Sensoc entwickelt waschbare Smart Socken, welche mithilfe von einem Netz an Sensoren den Druck auf die Sohlen messen können, wodurch sich z.B. Gang und Ein-/Auswärtsdrehungen analysieren lassen. Ein integrierter Bluetooth Chip übermittelt die Daten an Smartphones und Tablets, welche dann von Ärzten, Patienten und Rehabilitationszentren eingesehen werden können. Ungefähr 70% der Bevölkerung in der EU leidet an (oft unentdeckten) Fehlstellungen von Füßen, was zu jährlichen Kosten für Physiotherapie in Höhe von ungefähr €4 Milliarden führt. Diese Socken können Gesundheitsprobleme identifizieren und während der Rehabilitations- und Physiotherapiephase helfen, die Genauigkeit zu erhöhen und Kosten zu reduzieren.

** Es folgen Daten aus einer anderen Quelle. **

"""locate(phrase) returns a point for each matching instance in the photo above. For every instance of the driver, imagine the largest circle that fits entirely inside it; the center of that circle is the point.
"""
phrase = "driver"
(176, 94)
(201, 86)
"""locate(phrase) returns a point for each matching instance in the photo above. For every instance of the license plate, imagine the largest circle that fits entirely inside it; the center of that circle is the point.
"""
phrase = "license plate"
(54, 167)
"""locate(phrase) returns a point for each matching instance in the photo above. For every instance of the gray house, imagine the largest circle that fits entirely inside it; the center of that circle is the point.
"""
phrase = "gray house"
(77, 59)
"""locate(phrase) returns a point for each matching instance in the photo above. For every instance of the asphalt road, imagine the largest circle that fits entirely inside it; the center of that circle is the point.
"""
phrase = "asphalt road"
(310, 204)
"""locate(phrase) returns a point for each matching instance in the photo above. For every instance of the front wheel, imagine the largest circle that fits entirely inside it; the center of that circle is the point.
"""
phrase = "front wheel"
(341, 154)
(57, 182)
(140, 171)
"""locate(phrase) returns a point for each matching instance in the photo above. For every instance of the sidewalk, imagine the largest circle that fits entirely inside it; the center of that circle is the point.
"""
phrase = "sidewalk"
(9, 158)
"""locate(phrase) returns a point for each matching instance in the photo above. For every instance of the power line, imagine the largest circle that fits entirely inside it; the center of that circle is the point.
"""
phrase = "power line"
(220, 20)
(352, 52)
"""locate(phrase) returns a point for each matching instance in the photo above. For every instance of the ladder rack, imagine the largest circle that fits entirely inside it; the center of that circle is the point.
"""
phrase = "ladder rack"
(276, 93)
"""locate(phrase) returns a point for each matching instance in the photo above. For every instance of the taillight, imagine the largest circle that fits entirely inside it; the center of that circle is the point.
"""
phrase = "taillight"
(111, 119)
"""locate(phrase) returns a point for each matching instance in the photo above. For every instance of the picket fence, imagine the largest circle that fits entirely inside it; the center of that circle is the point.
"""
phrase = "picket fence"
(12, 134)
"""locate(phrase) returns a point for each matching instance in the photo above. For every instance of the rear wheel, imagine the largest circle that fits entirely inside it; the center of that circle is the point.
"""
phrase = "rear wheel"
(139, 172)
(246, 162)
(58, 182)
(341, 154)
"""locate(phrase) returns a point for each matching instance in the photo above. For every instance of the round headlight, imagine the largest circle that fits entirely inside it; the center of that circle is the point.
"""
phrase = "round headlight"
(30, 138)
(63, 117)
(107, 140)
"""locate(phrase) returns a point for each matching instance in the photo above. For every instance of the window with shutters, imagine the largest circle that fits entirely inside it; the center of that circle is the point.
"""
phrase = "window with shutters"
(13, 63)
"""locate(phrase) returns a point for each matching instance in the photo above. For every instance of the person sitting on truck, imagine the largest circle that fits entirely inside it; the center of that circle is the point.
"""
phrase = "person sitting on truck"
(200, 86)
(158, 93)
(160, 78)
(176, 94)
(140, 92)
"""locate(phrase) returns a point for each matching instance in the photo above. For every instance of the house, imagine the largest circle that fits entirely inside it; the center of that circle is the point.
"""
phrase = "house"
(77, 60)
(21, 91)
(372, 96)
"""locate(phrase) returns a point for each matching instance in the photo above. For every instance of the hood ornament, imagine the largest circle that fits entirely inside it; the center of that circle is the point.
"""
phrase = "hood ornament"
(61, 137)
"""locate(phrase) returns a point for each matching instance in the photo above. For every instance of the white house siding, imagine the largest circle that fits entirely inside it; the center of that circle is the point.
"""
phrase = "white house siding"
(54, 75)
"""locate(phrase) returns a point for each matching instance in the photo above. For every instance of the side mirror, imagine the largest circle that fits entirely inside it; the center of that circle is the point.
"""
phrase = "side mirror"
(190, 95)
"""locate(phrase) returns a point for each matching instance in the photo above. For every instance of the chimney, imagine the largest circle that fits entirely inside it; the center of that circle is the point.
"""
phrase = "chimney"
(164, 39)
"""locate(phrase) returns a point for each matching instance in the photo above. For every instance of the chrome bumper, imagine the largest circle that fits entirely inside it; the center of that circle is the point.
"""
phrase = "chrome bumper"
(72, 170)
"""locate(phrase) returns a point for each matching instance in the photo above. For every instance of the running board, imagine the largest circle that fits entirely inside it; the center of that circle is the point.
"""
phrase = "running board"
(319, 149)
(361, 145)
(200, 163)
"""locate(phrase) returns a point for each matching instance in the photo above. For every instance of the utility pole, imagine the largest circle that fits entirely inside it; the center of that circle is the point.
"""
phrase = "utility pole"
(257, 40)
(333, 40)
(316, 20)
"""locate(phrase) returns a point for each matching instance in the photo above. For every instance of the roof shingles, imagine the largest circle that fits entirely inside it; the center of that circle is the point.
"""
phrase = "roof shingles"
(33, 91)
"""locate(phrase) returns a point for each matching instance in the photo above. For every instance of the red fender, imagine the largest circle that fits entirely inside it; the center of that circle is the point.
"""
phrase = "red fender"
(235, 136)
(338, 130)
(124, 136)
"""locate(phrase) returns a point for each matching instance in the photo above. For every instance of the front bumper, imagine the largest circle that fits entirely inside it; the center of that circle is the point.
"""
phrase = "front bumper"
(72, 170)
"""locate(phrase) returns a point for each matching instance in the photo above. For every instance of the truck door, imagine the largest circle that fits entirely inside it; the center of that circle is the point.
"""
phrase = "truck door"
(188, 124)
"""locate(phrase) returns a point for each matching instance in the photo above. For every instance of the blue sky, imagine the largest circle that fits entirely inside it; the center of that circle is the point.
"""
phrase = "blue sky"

2. Platz Gewinnerteam Sensoc aus der Schweiz.

Fabian Brunner (2.v.l.) und Johannes Fankhauser (2.v.r.) vom Team „Sensoc“ mit den Jurymitgliedern Kai Wächter (1.v.l.), Geschäftsführer bei BearingPoint, und Marcel Nickler (1.v.r.), Regionalleiter Central Continental Europe bei BearingPoint.

3. Platz: Team lumind, Deutschland (1’000 Euro)

lumind ist ein persönliches Assistenzsystem für Diabetiker und ihre Angehörigen. Die App ist mit einem Blutzuckermessgerät verbunden und zeigt Statistiken über die Werte an. Zusätzlich informiert ein portables Gerät mittels eines farbigen Lichtsignals über den Blutzuckerspiegel.

3. Platz Gewinnerteam lumind aus Deutschland.

Kevin Röhl (2.v.r.) und Henrik Dransfeld (1.v.r.) vom Team „lumind“ mit den Jurymitgliedern Kai Wächter (2.v.l.), Geschäftsführer bei BearingPoint, und Marcel Nickler (1.v.l.), Regionalleiter Central Continental Europe bei BearingPoint.